Si l’animateur refuse rapidement sa demande, il soumet d’après le témoignage du jeune homme une autre proposition à ce collégien passionné par le monde des médias : venir assister à l’une de ses émissions de radio et lui faire visiter les locaux de l’établissement. “J’avais un sentiment de fascination”, aurait expliqué le jeune homme à la barre.

Ces échanges finissent par devenir quotidiens, et Lucas se livre davantage. Il explique au présentateur qu’il pratique le foot en club, ce qui marque un tournant sans précédent dans la teneur des messages de son interlocuteur. En effet, dès lors, l’animateur se serait montré ambigu, usant de messages à caractère sexuel évident : “Il m’a demandé si la nudité me dérangeait, si je regardais les autres qui prenaient leur douche. J’ai trouvé ça étrange, mais j’ai répondu. Il m’a aussi posé des questions sur mon orientation sexuelle. J’ai répondu que j’aimais les filles », déclare Lucas lors de l’audience telle que rapportée dans le compte-rendu du procès par L’Obs. Par la suite, les messages de Jean-Marc Morandini auraient prennent la forme de demandes de plus en plus insistantes, quémandant à maintes reprises des photos de nus pour le tournage d’une prétendue série dans laquelle Jean-Marc Morandini souhaiterait faire jouer Lucas.

Lucas, de son côté, n’hésite pas à exprimer des réticences légitimes (« Ça devient très très bizarre comme conversation. », « En fait, je suis mineur. Donc, je ne veux pas de problème. ») auxquelles Jean-Marc Morandini aurait répondu simplement : « Bah, on arrête alors, mais j’attends ma photo. ». En tout et pour tout, en l’espace de 50 jours de discussion, l’animateur âgé aujourd’hui de 57 ans aurait demandé 41 fois à l’adolescent de lui envoyer des photos de son sexe, information que la juge n’a pas manqué de verbaliser durant l’audience. Jean-Marc Morandini se défend et invoque « une blague, un défi »  : « On était dans l’humour », aurait-il affirmé sous le regard apparemment médusé de la présidente.

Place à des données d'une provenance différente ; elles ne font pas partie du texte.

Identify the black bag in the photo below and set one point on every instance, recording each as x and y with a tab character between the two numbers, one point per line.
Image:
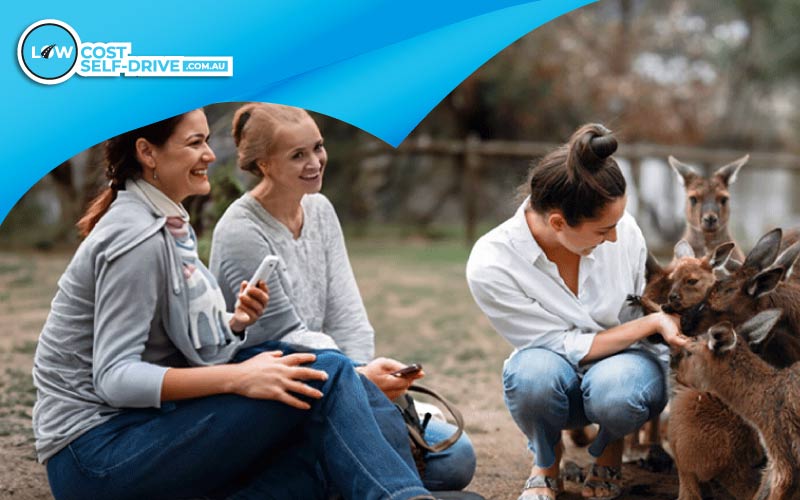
416	427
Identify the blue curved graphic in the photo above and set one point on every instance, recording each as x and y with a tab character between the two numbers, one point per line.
379	65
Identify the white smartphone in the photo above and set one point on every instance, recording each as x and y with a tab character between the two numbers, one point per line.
264	270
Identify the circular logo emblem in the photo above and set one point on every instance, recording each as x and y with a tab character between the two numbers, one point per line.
48	51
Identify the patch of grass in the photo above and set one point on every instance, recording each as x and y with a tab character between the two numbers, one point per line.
9	267
24	279
470	354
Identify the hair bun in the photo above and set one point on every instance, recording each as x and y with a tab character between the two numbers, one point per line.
594	145
239	122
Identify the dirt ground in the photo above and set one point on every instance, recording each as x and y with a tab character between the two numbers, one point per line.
418	302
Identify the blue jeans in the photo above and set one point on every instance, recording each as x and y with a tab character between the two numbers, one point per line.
451	469
545	395
231	446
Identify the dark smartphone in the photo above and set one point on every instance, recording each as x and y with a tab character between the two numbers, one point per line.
409	370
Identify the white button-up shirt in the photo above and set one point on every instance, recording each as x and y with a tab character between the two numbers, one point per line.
526	300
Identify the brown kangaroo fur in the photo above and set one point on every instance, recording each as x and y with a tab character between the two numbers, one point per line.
685	282
707	205
765	397
709	441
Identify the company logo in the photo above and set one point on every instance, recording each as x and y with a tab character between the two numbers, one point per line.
50	52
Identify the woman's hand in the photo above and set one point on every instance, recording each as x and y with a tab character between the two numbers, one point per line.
250	305
669	326
379	372
271	375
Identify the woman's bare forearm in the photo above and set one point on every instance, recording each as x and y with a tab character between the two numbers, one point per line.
197	382
620	337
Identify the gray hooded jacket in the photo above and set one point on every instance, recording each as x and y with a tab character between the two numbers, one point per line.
118	321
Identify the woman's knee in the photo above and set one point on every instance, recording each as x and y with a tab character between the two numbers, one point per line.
533	378
625	394
453	468
332	362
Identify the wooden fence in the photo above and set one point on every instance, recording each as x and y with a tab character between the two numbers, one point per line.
472	155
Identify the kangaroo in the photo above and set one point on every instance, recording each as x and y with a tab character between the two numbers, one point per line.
710	442
685	282
707	204
762	282
767	398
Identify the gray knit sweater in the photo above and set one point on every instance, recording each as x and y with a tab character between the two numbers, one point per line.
119	319
316	284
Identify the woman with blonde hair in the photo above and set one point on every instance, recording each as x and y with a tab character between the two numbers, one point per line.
315	300
143	390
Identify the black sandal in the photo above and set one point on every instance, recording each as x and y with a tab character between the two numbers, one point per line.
541	481
603	477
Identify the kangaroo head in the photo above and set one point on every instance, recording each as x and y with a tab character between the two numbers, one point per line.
736	296
692	277
707	199
704	361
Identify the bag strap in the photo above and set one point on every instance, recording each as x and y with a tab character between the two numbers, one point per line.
419	440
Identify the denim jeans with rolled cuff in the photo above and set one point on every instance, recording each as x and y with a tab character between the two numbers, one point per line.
230	446
545	395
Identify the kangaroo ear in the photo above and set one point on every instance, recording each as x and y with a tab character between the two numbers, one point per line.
683	249
764	282
787	259
721	337
727	174
756	329
652	267
763	254
721	255
686	173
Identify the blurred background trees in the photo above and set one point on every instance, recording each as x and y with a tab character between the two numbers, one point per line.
717	74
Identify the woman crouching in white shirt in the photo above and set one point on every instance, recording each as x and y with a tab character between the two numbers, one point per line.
558	295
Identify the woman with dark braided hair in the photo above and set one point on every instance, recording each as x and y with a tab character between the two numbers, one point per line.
553	290
143	388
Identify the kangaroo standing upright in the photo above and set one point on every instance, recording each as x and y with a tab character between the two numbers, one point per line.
707	205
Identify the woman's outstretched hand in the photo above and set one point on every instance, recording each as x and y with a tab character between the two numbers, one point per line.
379	372
669	326
250	305
271	375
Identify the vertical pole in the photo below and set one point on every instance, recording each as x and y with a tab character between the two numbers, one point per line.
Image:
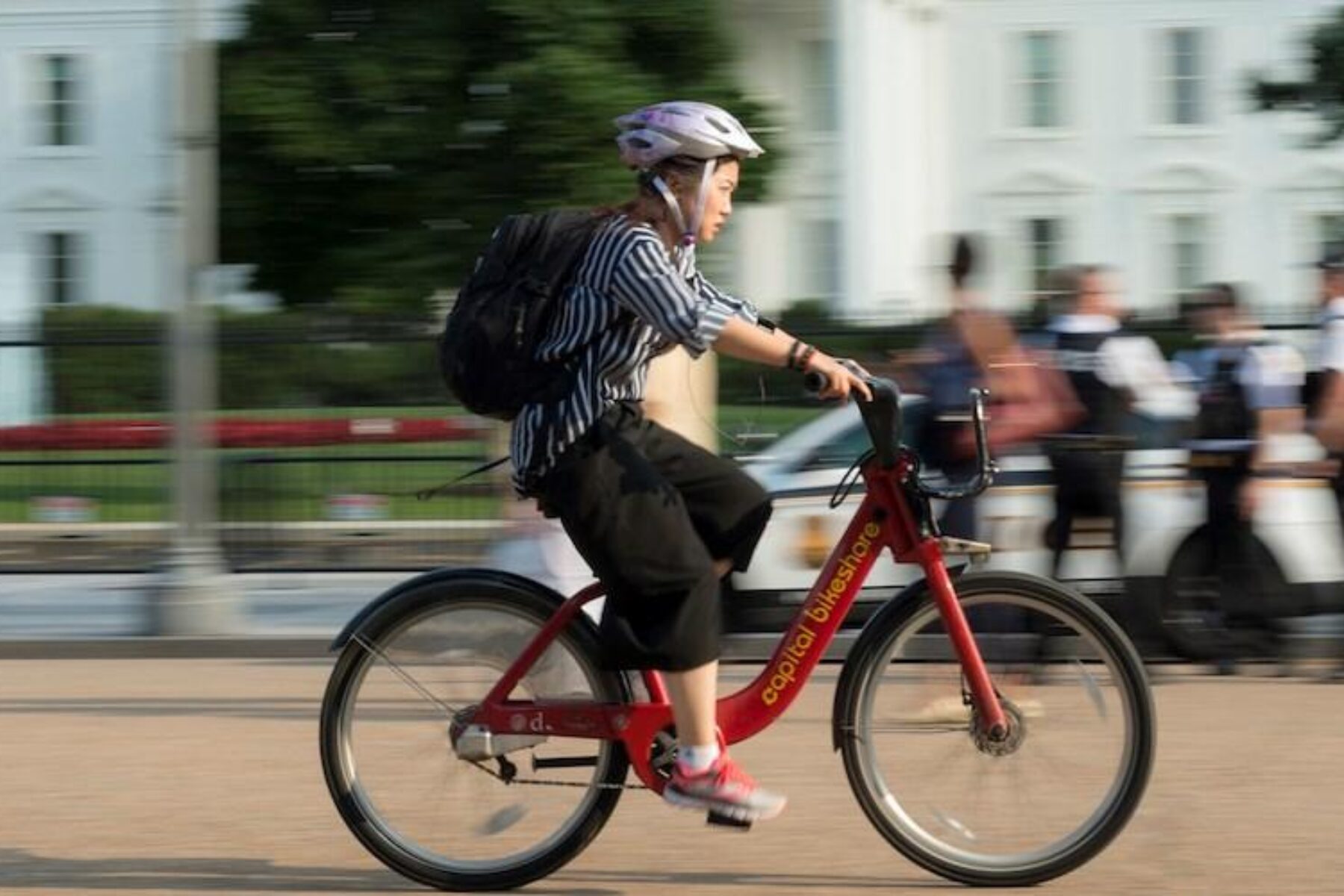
193	597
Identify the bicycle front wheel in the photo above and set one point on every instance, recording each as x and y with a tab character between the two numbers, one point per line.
388	729
1015	812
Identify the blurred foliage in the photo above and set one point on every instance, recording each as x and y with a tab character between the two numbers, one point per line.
369	149
1323	92
108	361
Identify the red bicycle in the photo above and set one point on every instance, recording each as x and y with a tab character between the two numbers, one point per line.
996	729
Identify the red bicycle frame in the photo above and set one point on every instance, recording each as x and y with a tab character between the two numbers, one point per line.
883	520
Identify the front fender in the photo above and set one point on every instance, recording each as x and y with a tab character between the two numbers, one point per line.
867	641
435	576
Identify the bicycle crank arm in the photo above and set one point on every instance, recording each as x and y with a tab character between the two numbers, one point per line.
564	762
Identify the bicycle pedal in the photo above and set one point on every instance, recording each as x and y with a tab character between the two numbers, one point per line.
726	821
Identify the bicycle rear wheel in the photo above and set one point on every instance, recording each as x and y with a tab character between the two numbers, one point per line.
998	813
388	750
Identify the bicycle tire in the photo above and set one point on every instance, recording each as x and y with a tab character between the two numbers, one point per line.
867	660
511	594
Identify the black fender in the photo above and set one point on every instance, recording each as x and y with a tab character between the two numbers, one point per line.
880	625
436	576
868	640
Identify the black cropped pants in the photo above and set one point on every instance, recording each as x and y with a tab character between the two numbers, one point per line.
651	512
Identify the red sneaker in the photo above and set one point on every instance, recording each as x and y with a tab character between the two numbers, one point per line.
724	788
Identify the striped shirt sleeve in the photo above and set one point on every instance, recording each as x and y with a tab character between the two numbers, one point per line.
645	282
739	307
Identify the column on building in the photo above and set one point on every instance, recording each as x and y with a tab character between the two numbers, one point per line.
893	144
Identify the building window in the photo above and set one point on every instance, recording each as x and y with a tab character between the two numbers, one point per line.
1184	75
58	101
821	245
60	262
1042	87
1189	254
819	89
1330	233
1045	240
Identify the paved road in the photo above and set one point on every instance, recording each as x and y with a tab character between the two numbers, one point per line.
159	777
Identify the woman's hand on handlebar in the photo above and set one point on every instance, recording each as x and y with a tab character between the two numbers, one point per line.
841	378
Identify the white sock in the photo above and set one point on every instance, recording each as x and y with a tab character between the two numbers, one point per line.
697	759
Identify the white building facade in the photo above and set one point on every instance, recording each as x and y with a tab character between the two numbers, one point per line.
1112	132
89	208
87	175
1083	131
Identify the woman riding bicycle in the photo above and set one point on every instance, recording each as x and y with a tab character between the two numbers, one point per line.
659	519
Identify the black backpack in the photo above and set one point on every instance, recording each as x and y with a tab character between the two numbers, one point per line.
488	348
1225	411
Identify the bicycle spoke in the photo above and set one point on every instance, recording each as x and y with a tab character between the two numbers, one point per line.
1024	802
401	673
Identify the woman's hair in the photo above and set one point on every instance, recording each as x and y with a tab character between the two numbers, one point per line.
962	261
648	207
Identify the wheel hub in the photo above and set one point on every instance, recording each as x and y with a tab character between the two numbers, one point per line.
999	743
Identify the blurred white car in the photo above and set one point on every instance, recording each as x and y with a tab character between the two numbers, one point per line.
1163	581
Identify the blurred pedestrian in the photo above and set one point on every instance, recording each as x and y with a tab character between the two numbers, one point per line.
1110	371
1325	402
969	348
1249	390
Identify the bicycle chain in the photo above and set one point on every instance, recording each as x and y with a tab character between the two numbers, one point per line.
541	782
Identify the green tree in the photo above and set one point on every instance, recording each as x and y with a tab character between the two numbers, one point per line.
1322	92
369	149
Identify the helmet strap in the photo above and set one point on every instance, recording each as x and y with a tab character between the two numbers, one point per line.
685	250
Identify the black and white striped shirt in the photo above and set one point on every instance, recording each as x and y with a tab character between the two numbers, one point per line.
626	305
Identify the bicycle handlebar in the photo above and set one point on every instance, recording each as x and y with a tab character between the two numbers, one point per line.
883	421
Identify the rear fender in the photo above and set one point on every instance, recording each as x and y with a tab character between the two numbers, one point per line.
437	576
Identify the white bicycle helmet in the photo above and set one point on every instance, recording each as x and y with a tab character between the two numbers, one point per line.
680	128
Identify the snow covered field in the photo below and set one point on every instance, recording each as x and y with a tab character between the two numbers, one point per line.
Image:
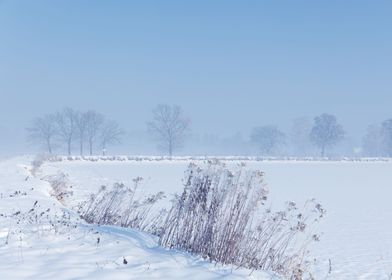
357	232
57	245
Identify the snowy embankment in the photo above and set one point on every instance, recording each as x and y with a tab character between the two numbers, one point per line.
41	238
357	232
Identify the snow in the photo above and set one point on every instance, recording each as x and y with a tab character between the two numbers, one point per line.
357	232
70	249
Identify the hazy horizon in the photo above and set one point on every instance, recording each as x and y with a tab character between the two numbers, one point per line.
231	67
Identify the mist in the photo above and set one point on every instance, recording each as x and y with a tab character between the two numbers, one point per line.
230	68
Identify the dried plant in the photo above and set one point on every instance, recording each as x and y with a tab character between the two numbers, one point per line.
119	206
222	216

Lucas finit par expliquer avoir tenté de “gagner du temps” avant de finir par “craquer” en envoyant une photo d’un pénis qu’il avait trouvé sur Internet. « Je me suis senti con de craquer aussi facilement. A 15 ans, on est juste insouciant. […] Ce n’était pas de l’humour. Je voulais travailler dans les médias. C’était la seule porte, le seul contact possible et je n’ai pas voulu la refermer. ».

Ça n’a pas pu se passer comme ça “

Si ces deux témoignages se ressemblent à bien des égards, et restent confinés aux écrans de téléphones de chacun des plaignants, le cas d’Augustin, le troisième plaignant, prend une tournure différente. Déjà parce qu’il ne témoigne d’aucune forme d’admiration pour l’homme qu’est Jean-Marc Morandini ou pour le milieu de la télé, mais aussi parce que cette fois-ci c’est le présentateur qui serait venu à lui et non l’inverse. Augustin a 16 ans lorsqu’il reçoit un message d’une certaine Claire sur le site de casting où il est inscrit. Claire est en réalité un pseudonyme appartenant à Jean-Marc Morandini, qui rechercherait activement de jeunes acteurs pour un film parlant “du mal être des adolescents”.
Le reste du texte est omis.